With dozens of Handel’s operas being recovered, what are his legions of fans missing today? Michael Oliver travels back in time and discovers less may be more.
Let’s take a walk through Georgian London. We’ll get lost, of course – so many new roads have been built since then, so many others have disappeared – but enough buildings survive of that period and earlier to help us find our bearings. We could start at Covent Garden: here indeed is the theatre, on the same site as the present opera house, but occupying less than a quarter of its space. We’d be amazed to learn that it seated almost as many people as it does now – about 1800 – but some would be standing, others crowded very close on narrow benches, even the wealthy in their boxes barely had room to move.
Should we ask a member of the audience where we might hear a concert rather than an opera, he’d probably suggest – if we’re visiting London in 1720 or thereabouts – the Great Room in York Buildings, Villiers Street, right down by the River Thames. This was the first purpose-built public concert hall in London, dating from 1680. It seated just 200: when it was demolished in the mid-eighteenth century it was replaced by ‘two small houses’. Concerts were occasionally given elsewhere, in city livery halls or large rooms attached to inns. But it was in the 200-seater Great Room that London got its first taste of oratorio, when Handel’s Esther was performed there in 1732.
The Great Room was supplanted as London’s principal concert hall by Hickford’s Room, originally the ballroom of a dancing school in the Haymarket. Mozart played there in 1765: the hall, 50 feet long and 30 broad, must have held about 600, at a severe pinch. At a concert in the similar-sized room at Spring Garden, by the north-east corner of St James’s Park, Mozart’s father hoped for a capacity audience of 600; he in fact made a handsome profit from selling no more than 200 tickets.
We think, and we’re probably right, that we’ve got pretty close to authenticity so far as period instruments and playing techniques are concerned. Voices are more problematic: people were smaller in Handel’s day, and boys’ voices broke later. It might help when imagining what Handel’s singers sounded like to realise that although in opera they might have to sing to close on 2,000 people, those people would be crammed into a theatre which, in modern conditions, would seat under 1,000. At a concert in the Great Room or even Hickford’s they would hardly have needed to raise their voices. London didn’t get a concert hall of a size we’d think of as normal until the Pantheon in Oxford Street opened in 1772. For one of the Handel Commemoration concerts in 1784, 1,600 people were in the audience, but only because extra benches had been installed in every available square inch, including places with no view of the platform; the crowd was ‘closely wedged together, in extreme heat’.
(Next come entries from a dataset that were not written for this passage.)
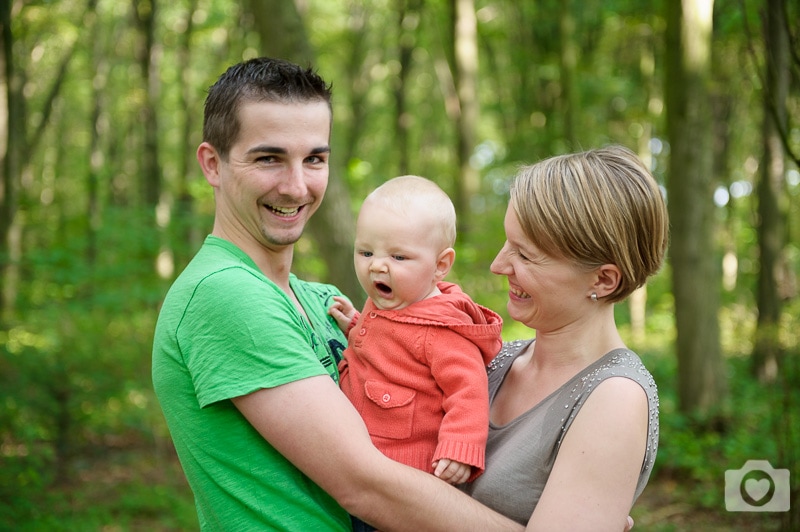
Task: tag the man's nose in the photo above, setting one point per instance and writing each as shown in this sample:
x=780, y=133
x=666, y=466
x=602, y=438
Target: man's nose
x=294, y=181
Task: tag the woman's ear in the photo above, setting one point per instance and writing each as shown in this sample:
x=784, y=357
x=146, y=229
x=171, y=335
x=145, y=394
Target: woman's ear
x=444, y=262
x=608, y=279
x=209, y=160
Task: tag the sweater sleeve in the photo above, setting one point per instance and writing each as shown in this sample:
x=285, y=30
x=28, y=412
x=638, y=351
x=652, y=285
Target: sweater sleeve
x=457, y=366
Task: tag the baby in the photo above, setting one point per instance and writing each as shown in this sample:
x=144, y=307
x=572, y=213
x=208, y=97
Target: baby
x=416, y=363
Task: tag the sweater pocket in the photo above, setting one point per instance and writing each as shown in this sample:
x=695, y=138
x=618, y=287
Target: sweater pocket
x=389, y=413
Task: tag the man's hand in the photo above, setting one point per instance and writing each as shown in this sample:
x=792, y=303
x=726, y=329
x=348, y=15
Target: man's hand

But what about the audiences? ‘Authenticity’ must surely take account not only of how small concert halls were, but of how the concertgoers listened. That will have depended on how much music they knew. It’s often said that until the nineteenth century most people going to a concert would have heard only recent or modern music. Not quite true. When Concerts of Antient Music were founded in London in 1776, their main object was to ensure that Handel’s music wasn’t forgotten; the practical definition of ‘antient’ was ‘more than 20 years old’. They performed Corelli, Purcell and Gluck as well as Handel, even the occasional English madrigal, but nothing of what we’d call ‘early music’. In many ways the famous Thomas Britton (known as ‘The Musical Small-Coal Man’ because he gave concerts in the room above his coal store in Clerkenwell – the first truly public concert series in London’s history) was more scholarly and antiquarian. When he died in 1714, a sale of music used at his concerts included choral pieces by Tallis and Byrd, viol fantasies by Gibbons and Ferrabosco, chamber music and concertos by Corelli and Vivaldi, as well as nearly everything that Dowland and Purcell had ever published. Handel, who attended Britton’s concerts, owed a fair part of his knowledge of earlier English music to what he heard there.
Even so, eighteenth-century concertgoers knew far less music than we do. They had little experience of dissonance and none of complex rhythm. Most of the new pieces that they heard were in a recognisably similar style, whatever the nationality of the composer. The orchestra they heard was small, and by our standards not at all colourful: strings, organ or harpsichord plus a couple of flutes or oboes was the norm. that audience would have been startled by a solo horn, disconcerted by an expected repeat being omitted, shocked by an unprepared change of key. A friend of mine grumbled the other day that one of Handel’s oratorios contained ’30 indistinguishable arias’. To his audience they would have been dazzlingly, absorbingly different. That’s the missing element in authentic performance – the ‘authentic audience’. There’s also the problem of what ‘listening’ means. Had Palestrina heard that you’d been to S. Maria Maggiore in Rome to listen to one of his mass settings, he would probably have been shocked: the function of the music was to inspire your reverence for the words and the mystery of the sacrament. Even Handel, who knew perfectly well that people thronged to his oratorios as a substitute for opera during Lent when theatres were closed, probably expected a more intent listening to some of his works. Congratulated by Lord Kinnoul on the ‘great entertainment’ he had given the public with Messiah, he replied, ‘My lord, I should be sorry if I only entertained them; I wished to make them better.’